Karena hak administratifnya tidak dikurangi, Dony menegaskan isteri
Raja Kesultanan Yogyakarta itu tetap mendapat gaji pokok sebagai anggota, namun tidak menerima uang tunjangan dari berbagai kegiatan dan sidang-sidang DPD RI. "Kalau gaji pokok diterima, tapi tunjangan tidak, karean beliau tidak mengikuti kegiatan," jelasnya.
Soal polemik undangan yang ditariknya kembali setelah diberikan kepada Ratu Hemas, Dony membantah disebut kecolongan. Sebab undangan Sidang tahunan MPR RI sebanyak 3.100 undangan tetap disisir kembali sebelum hari H pelaksanaan. "Nah, dalam penyisiran terakhir terdapat nama Gusti Kanjeng Ratu Hemas dan kemudian dicabut. Tak benar kalau Kesekjenan DPD RI dinilai kecolongan, karena pada dasarnya itu bagian dari koreksi. Prosedurnya begitu," jelas mantan Kapuspen Kemendagri ini.

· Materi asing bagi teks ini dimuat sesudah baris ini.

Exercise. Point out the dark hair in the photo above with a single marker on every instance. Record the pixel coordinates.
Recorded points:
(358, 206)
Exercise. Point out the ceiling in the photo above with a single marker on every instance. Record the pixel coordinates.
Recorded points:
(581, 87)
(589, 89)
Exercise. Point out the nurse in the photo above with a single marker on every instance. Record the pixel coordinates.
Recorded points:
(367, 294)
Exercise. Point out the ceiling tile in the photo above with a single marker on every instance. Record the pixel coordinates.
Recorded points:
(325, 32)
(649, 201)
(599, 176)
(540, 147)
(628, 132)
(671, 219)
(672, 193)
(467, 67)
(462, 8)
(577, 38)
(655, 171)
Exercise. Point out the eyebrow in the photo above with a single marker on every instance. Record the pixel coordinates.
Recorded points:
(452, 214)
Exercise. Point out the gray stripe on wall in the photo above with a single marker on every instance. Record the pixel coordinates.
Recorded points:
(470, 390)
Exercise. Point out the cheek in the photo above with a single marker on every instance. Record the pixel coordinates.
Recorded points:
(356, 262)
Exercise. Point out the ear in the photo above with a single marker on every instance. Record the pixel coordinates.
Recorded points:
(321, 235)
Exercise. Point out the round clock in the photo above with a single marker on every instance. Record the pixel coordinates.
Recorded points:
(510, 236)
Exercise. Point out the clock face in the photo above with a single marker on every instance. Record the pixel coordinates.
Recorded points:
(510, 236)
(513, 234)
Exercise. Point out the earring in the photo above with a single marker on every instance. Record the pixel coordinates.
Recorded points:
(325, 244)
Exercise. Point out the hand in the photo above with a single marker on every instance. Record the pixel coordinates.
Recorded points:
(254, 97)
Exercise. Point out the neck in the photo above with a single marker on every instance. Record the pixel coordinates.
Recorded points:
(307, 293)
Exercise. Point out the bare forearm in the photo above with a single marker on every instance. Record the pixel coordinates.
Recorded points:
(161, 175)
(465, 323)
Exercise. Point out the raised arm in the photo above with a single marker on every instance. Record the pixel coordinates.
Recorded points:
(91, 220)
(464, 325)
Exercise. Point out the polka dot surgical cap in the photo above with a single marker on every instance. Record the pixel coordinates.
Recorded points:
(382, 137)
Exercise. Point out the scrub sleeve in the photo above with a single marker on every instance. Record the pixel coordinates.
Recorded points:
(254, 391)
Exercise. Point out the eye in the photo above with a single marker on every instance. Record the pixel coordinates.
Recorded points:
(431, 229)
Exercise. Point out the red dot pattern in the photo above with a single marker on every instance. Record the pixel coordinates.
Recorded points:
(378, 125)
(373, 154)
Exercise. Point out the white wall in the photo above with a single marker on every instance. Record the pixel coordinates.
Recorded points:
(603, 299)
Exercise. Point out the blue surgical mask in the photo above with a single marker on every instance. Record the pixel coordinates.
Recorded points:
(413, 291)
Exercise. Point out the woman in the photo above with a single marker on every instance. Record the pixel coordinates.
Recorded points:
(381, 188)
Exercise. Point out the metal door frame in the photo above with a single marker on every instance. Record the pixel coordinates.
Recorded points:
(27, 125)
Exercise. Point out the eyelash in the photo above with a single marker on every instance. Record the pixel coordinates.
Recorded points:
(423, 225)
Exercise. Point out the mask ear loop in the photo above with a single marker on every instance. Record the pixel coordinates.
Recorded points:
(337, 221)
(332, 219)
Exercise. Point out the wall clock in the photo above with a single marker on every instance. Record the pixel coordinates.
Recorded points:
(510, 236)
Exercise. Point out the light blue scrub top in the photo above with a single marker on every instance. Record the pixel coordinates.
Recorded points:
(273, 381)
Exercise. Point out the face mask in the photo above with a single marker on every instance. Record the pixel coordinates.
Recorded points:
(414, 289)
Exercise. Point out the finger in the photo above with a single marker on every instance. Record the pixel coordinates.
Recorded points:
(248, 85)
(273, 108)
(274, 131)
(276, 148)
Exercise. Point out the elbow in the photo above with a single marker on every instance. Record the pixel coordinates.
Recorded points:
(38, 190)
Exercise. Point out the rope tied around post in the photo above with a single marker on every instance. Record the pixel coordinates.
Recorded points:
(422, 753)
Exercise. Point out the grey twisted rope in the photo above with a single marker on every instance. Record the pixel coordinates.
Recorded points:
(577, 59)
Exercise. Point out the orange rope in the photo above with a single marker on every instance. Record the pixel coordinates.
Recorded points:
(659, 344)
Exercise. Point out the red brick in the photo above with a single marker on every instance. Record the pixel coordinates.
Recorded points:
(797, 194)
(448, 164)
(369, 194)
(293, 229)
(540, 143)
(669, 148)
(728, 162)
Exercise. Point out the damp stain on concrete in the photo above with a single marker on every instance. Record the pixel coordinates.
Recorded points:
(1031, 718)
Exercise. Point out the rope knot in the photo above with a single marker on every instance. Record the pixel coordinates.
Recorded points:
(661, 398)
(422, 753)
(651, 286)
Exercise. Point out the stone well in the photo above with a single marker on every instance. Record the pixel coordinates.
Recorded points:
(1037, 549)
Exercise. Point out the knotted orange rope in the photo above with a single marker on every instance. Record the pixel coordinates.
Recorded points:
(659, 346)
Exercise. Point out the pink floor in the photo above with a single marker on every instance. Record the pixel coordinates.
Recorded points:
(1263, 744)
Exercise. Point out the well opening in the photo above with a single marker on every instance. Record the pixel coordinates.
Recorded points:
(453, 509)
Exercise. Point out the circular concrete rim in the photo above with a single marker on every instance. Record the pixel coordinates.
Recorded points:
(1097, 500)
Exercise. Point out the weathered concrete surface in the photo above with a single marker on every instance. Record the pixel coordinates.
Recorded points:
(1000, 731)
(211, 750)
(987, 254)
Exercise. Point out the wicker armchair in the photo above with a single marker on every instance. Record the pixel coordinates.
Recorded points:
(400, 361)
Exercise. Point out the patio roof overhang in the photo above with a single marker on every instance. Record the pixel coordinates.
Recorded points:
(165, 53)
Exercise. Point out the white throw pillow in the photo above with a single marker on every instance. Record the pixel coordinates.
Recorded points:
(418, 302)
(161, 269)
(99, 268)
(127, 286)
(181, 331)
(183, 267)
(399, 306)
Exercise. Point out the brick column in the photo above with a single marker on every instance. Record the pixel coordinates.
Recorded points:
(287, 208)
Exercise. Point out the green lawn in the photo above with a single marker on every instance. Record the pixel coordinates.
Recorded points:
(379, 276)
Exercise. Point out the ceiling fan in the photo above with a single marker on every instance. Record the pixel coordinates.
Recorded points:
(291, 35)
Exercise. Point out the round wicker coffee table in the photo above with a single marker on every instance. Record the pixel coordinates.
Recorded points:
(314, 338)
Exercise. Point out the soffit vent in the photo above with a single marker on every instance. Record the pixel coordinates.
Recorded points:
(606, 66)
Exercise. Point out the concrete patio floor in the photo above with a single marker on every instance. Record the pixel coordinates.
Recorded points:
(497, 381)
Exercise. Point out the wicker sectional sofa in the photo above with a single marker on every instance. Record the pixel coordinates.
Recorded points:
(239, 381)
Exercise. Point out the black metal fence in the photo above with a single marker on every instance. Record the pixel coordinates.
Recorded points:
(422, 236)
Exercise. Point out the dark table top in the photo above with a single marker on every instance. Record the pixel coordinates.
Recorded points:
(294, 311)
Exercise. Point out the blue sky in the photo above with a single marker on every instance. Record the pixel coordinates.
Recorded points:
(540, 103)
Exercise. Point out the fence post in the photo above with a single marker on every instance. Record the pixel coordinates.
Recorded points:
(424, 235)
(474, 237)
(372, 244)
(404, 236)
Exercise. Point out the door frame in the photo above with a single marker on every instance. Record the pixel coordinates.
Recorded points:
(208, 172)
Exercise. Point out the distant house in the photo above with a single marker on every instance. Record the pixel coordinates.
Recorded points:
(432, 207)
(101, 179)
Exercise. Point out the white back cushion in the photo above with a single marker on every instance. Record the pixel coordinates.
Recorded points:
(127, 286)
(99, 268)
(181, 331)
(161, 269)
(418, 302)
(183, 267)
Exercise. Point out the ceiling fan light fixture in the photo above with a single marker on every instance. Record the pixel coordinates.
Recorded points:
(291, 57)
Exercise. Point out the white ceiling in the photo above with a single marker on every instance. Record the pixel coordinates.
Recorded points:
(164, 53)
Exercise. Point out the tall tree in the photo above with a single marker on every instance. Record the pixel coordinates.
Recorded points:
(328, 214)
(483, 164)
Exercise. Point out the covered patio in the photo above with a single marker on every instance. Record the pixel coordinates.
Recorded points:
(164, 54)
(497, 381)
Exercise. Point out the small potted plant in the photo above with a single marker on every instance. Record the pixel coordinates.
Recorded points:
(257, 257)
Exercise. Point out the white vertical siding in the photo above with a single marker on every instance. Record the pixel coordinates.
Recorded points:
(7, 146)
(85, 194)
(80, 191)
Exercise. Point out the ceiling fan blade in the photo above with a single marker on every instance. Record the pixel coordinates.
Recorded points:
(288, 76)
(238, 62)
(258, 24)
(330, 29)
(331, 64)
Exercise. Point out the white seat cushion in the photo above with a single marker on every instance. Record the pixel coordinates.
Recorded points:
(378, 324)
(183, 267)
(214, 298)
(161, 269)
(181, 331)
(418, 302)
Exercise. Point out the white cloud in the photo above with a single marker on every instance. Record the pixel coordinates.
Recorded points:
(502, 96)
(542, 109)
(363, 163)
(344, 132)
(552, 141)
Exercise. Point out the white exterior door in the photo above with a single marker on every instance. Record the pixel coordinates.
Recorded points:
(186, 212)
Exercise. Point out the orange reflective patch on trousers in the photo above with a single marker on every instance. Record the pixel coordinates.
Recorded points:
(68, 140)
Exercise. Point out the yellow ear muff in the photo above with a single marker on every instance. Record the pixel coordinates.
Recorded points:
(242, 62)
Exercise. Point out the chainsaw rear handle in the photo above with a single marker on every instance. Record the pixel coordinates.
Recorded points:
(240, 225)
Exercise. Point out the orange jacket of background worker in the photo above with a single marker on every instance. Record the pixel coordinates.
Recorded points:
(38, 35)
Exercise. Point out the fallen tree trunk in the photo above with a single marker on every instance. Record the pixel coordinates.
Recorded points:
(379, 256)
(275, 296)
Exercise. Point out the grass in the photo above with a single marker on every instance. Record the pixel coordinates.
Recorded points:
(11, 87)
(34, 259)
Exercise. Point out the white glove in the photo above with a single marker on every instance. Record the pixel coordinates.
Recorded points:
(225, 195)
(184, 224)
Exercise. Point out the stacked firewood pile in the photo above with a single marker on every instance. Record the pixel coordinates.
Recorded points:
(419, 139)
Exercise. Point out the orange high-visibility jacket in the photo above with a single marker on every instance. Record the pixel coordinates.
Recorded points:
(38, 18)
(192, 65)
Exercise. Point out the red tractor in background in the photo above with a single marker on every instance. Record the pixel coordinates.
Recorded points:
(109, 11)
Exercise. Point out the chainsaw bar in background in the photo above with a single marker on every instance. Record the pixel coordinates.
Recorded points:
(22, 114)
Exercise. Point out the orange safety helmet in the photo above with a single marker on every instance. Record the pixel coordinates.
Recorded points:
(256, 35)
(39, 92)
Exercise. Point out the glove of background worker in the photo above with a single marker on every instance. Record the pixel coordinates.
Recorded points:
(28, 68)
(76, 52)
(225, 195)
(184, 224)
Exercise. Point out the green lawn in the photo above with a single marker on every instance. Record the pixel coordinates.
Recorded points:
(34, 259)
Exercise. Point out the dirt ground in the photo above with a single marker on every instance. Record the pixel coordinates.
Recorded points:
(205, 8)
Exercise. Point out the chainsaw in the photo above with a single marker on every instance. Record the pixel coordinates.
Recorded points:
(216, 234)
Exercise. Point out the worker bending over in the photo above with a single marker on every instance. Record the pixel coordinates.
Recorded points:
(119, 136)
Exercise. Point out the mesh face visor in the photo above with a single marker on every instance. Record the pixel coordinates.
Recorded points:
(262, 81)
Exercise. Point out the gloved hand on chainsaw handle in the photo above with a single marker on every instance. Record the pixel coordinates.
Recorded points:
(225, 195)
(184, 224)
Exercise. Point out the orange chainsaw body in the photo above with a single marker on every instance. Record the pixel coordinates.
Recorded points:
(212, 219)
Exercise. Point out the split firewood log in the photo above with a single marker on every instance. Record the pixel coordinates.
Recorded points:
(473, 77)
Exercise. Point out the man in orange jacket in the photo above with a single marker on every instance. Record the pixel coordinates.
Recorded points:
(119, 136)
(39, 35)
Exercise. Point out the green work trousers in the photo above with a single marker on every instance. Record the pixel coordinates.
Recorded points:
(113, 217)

Ia menegaskan kembali, penarikan undangan yang tekah diterima Ratu Hemas terpaksa dilakukan karena pihaknya taat aturan. "Jadi tidak benar kalau kami disebut mempermalukan Ibu Ratu Hemas. Pencabutan itu semata karena Sekjen DPD RI patuh dan taat pada aturan," tandasnya. (har)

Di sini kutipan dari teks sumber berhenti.